Coach eventually pulls Charlie after six innings of futile effort. By some miracle—or maybe just sheer pity—Rutgers finally strikes out a time or two before we all stagger to the locker room, survivors of some horrible disaster movie.
“Uh, I don’t think we’re in Kansas anymore, fellas,” Javi says.
I tear my gaze from Charlie’s deflated form to see that the showers here aren’t the same as the ones back home. At good ol’ Ashford, it’s all about letting it all hang out. Communal shower, zero privacy. Just a bunch of dudes getting clean and shooting the shit. But here? Individual shower stalls with doors that hide everything from the waist down.
The sleek black tiles and gleaming chrome fixtures give the place a modern, almost futuristic vibe. Steam billows out from behind the closed doors, carrying the scent of fancy-ass bodywash. None of that generic stuff we’re used to.
“Fancy digs,” I say, trying to lighten the mood.
The guys crack jokes about how it’ll be a relief not to see each other’s junk for the first time in forever. And then Javi chimes in with, “Yeah, who’s gonna admire Hollingsworth’s hairy ass now?”
Raucous laughter bounces off the walls, and even Coach Bryant grins at the banter.

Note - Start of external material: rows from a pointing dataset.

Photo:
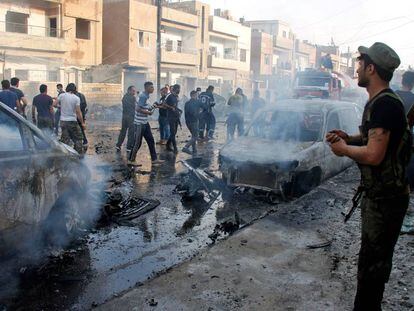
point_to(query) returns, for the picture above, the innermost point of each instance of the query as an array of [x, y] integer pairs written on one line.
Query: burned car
[[41, 182], [283, 150]]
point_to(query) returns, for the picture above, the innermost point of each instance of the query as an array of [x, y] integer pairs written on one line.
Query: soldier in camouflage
[[382, 152]]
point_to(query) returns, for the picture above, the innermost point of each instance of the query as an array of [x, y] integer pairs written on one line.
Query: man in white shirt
[[70, 113]]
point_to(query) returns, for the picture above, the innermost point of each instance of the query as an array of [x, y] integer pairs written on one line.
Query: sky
[[350, 23]]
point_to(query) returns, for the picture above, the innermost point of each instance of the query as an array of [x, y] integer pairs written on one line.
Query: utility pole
[[159, 16]]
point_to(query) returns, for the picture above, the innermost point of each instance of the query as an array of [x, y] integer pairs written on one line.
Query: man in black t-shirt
[[207, 120], [192, 111], [43, 104], [382, 151], [162, 118], [173, 116], [20, 95]]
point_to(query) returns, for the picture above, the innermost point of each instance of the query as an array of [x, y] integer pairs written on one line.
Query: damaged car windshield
[[288, 125]]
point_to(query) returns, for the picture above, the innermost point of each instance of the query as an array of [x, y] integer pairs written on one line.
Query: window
[[141, 39], [10, 137], [243, 55], [83, 29], [169, 45], [333, 122], [16, 22], [53, 27], [22, 74]]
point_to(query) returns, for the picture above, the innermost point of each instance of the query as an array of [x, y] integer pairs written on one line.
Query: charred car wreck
[[42, 184], [283, 150]]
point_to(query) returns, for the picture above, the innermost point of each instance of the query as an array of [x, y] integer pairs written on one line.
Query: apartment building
[[49, 40], [261, 59], [229, 53], [133, 43]]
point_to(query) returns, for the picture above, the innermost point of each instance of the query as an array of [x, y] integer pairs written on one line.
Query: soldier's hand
[[339, 147], [332, 138]]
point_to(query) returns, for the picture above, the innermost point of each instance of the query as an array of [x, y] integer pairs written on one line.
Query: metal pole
[[159, 16]]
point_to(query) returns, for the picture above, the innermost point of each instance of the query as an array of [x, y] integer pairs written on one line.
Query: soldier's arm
[[355, 140], [374, 152]]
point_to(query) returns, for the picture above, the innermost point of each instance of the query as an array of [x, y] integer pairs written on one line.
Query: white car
[[284, 149]]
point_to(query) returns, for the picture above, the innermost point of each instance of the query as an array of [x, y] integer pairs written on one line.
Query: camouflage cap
[[382, 55]]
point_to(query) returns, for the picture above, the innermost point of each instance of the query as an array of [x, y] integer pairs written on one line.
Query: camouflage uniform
[[71, 131], [383, 207]]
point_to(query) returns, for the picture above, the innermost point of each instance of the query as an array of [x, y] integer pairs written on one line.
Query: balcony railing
[[32, 30]]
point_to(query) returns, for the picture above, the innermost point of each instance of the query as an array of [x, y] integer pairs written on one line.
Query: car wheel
[[64, 221]]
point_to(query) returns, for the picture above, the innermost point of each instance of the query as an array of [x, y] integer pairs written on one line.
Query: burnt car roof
[[20, 119]]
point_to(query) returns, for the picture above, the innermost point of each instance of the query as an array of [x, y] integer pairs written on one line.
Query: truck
[[317, 83]]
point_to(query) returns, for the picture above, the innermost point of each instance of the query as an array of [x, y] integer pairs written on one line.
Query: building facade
[[50, 40]]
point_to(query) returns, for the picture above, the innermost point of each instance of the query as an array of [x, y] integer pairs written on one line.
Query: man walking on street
[[70, 114], [20, 95], [207, 119], [9, 98], [173, 114], [60, 90], [382, 151], [236, 115], [43, 104], [128, 114], [142, 128], [192, 111], [84, 110], [163, 119]]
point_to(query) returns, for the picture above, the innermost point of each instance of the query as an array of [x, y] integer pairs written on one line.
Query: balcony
[[281, 42], [31, 37], [179, 17], [179, 55], [226, 62]]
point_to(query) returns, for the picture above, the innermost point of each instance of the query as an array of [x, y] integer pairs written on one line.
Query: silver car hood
[[263, 151]]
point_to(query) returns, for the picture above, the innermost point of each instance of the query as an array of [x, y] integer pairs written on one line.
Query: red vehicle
[[317, 83]]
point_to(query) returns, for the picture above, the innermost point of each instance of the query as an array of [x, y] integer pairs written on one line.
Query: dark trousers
[[164, 128], [235, 120], [57, 119], [45, 123], [127, 126], [84, 139], [193, 128], [381, 225], [207, 122], [143, 130], [172, 142], [71, 132]]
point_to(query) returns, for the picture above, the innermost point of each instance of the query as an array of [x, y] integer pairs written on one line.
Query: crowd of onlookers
[[66, 112], [198, 115]]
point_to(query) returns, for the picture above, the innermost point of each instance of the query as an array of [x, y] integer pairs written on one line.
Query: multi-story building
[[229, 53], [131, 46], [49, 40], [305, 55], [261, 59]]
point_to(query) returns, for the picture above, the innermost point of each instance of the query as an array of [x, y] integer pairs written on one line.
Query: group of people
[[199, 118], [67, 111], [136, 110]]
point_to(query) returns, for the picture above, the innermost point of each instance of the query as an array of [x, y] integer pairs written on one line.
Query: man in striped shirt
[[142, 128]]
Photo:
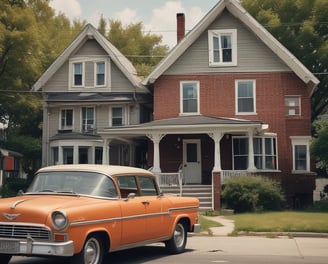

But not Charlie. He doesn’t even crack a smile. It’s as if someone sucked the fun right out of his soul. His shouldersslump even more as he trudges over to one of the stalls, closes the door, and shuts himself off from the rest of us.
It’s weird as hell seeing him so damn quiet. I know I need to talk to him, but not with everyone else around. For now, I focus on cleaning the grime of sweat, dirt, and loss off my body.
I gasp when the shower head shoots out sprays of water that are borderline luxurious. Half the dudes are giddy over the situation, laughing at how soft we’re all going to be after this road trip.
“Hey, McManus,” I call out to Charlie when I realize he hasn’t moved a muscle. “You’ll turn into a prune if you don’t start showering.”
No response. Just the steady rhythm of water hitting tile.
“You alive over there?”
“I’m fine.”
I roll my eyes, lather up some bodywash, and let the silence take over for a minute. His “I’m fine” reeks of anything but. “Wanna tell me why you threw like your arm was made of spaghetti today?”
Still nothing. I rinse my body and watch him shift uncomfortably.
“Charlie?”
He turns halfway, avoiding eye contact. “You’re gonna keep asking until I say something, aren’t you?”
“Bingo.”
He lets out a sigh that comes from his toes and waits for our teammates to leave. Once it’s only us, he finally looks my way. “It’s dumb.”
“Always is with you.”
He flicks water at me with surprising precision that he didn’t have earlier. “I dunno, man. Everything’s off lately. I’m off,” he says.
Now we’re getting somewhere. I turn off the shower and lean against my stall door to listen better. “What do you mean?”